Next Meeting: Thurs, Jan 9, 7:00pm at Barlow Community Center. Michelle Shaefer, on the History of Hudson’s Wood Hollow Park.
Pierpont Edwards House
The Pierpont Edwards House is another original Day’s Addition house, like the classic Greek Revivals at 134 and 183 Aurora, built in the early 1850s in anticipation of railroad prosperity.
It is Greek Revival in style, with a pedimented portico, wide frieze and corner boards, and a Tablets of Moses front gable.
The west wing was originally one story, and there is a rear addition. The foundation is cut sandstone. The original walnut handrail remains in the front hall.

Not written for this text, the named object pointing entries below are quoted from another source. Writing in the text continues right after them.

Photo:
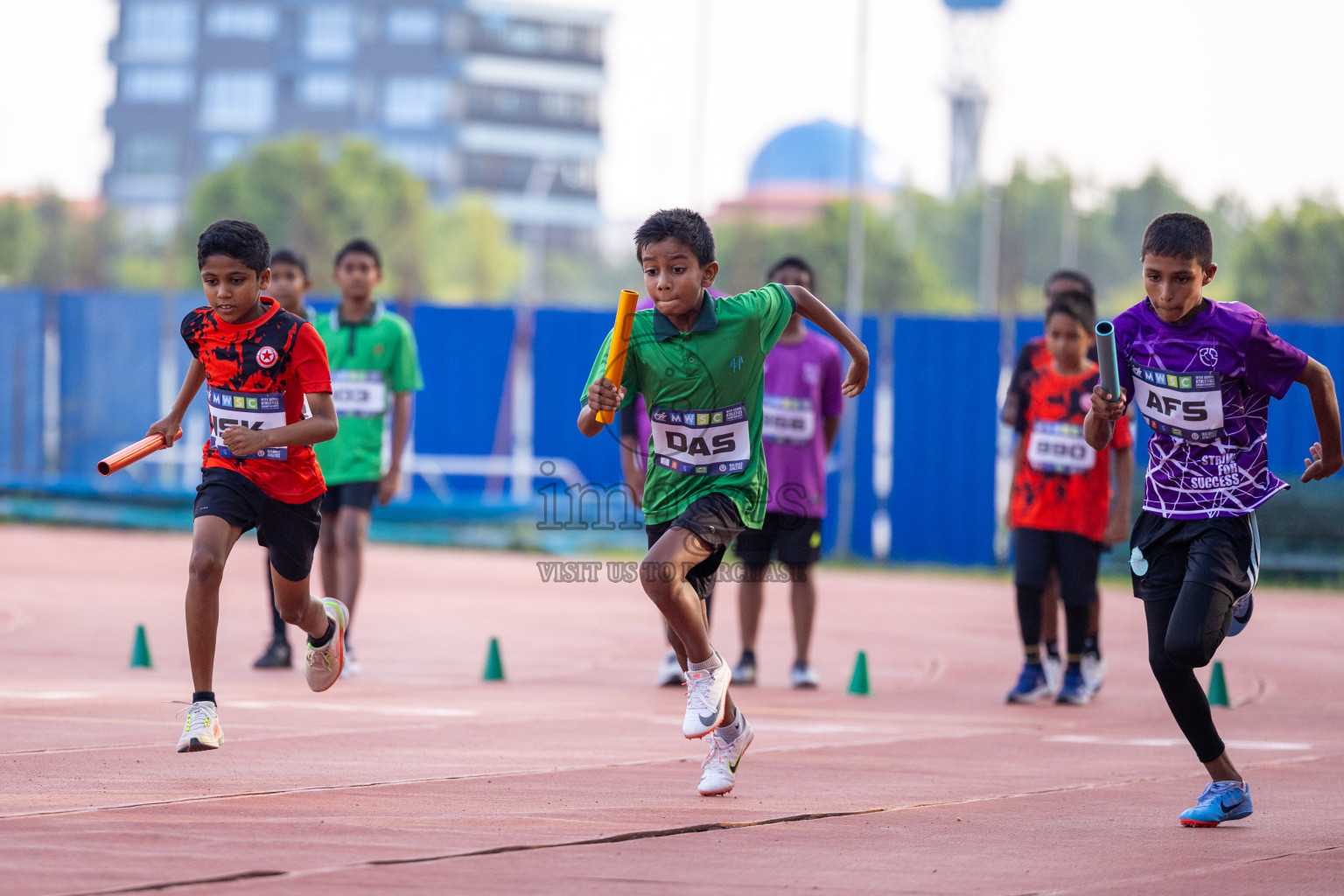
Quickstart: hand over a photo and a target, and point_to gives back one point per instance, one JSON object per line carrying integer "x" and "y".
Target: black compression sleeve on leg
{"x": 1075, "y": 621}
{"x": 1198, "y": 625}
{"x": 277, "y": 625}
{"x": 1184, "y": 697}
{"x": 1028, "y": 614}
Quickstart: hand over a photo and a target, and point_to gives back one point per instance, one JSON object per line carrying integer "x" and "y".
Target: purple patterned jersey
{"x": 1205, "y": 387}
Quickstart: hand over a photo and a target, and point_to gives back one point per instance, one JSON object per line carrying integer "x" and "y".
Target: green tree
{"x": 471, "y": 256}
{"x": 1293, "y": 265}
{"x": 55, "y": 243}
{"x": 313, "y": 198}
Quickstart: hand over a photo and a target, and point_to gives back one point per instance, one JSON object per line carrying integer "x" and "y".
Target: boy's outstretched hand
{"x": 605, "y": 396}
{"x": 858, "y": 376}
{"x": 1320, "y": 466}
{"x": 165, "y": 427}
{"x": 1105, "y": 404}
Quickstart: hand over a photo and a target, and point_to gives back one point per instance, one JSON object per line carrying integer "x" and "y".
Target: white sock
{"x": 712, "y": 662}
{"x": 727, "y": 734}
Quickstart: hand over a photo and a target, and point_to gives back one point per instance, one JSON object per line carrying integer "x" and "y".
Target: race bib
{"x": 359, "y": 393}
{"x": 1188, "y": 406}
{"x": 788, "y": 419}
{"x": 702, "y": 442}
{"x": 1060, "y": 448}
{"x": 255, "y": 410}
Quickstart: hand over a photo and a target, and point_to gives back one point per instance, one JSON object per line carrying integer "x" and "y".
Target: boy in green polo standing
{"x": 374, "y": 363}
{"x": 699, "y": 363}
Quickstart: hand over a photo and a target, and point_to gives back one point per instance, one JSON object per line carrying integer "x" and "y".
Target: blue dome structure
{"x": 816, "y": 153}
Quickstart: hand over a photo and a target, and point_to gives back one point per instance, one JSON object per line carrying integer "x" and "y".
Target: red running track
{"x": 573, "y": 777}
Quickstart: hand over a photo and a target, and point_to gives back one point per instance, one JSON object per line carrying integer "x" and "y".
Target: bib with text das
{"x": 702, "y": 442}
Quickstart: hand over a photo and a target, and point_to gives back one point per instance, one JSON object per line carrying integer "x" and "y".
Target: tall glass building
{"x": 471, "y": 95}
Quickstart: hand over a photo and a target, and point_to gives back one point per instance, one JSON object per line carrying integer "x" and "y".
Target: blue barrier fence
{"x": 88, "y": 373}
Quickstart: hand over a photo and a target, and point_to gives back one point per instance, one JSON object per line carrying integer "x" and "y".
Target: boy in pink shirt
{"x": 802, "y": 418}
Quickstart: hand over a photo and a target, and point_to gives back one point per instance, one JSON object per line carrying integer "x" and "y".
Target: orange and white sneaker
{"x": 202, "y": 730}
{"x": 721, "y": 766}
{"x": 323, "y": 665}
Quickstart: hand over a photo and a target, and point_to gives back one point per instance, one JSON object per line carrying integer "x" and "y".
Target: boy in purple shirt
{"x": 1201, "y": 374}
{"x": 802, "y": 407}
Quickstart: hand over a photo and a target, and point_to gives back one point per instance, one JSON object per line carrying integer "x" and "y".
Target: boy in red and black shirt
{"x": 268, "y": 388}
{"x": 1062, "y": 514}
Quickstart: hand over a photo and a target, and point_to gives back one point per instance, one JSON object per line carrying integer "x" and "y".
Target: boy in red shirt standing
{"x": 1062, "y": 514}
{"x": 268, "y": 389}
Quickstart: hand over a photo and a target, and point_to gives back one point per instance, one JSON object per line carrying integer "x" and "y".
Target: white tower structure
{"x": 972, "y": 25}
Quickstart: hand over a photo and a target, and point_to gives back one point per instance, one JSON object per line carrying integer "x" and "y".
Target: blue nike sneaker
{"x": 1075, "y": 690}
{"x": 1221, "y": 801}
{"x": 1031, "y": 684}
{"x": 1241, "y": 614}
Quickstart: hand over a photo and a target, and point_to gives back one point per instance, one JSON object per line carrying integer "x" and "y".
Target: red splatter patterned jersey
{"x": 1062, "y": 485}
{"x": 257, "y": 375}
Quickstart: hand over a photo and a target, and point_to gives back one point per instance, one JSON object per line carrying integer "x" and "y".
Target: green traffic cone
{"x": 1218, "y": 688}
{"x": 140, "y": 650}
{"x": 494, "y": 665}
{"x": 859, "y": 680}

The Pierpont Edwards House is notable for both its architectural style and also what it represents in the economic history of Hudson.
In the mid-1800s, Hudson succumbed to railroad fever, thanks to the construction of the Cleveland-Pittsburgh line, which ran through town. John Smith and his partner Henry Noble Day believed the railroad would create an economic boom for the town and generate a need for increased housing and business. For a while, that’s what happened.
Unfortunately, Day gambled that if one railroad could create an economic boom, two would create a bigger one. Thus, he started the speculative Clinton Line.
He took on investors and created a bank to channel loans to fund his business ventures (such as the Pentagon building), as well as the railroad. He also launched his housing development, Day’s Addition.
The Clinton Line expenses soon outstripped estimates, and Day’s speculations collapsed, taking many Hudson investors’ fortunes with it. Thus, Day’s Addition was never completed.
The Pierpont Edwards House stands in testament to both the dream and failure of Hudson’s hope for the railroads.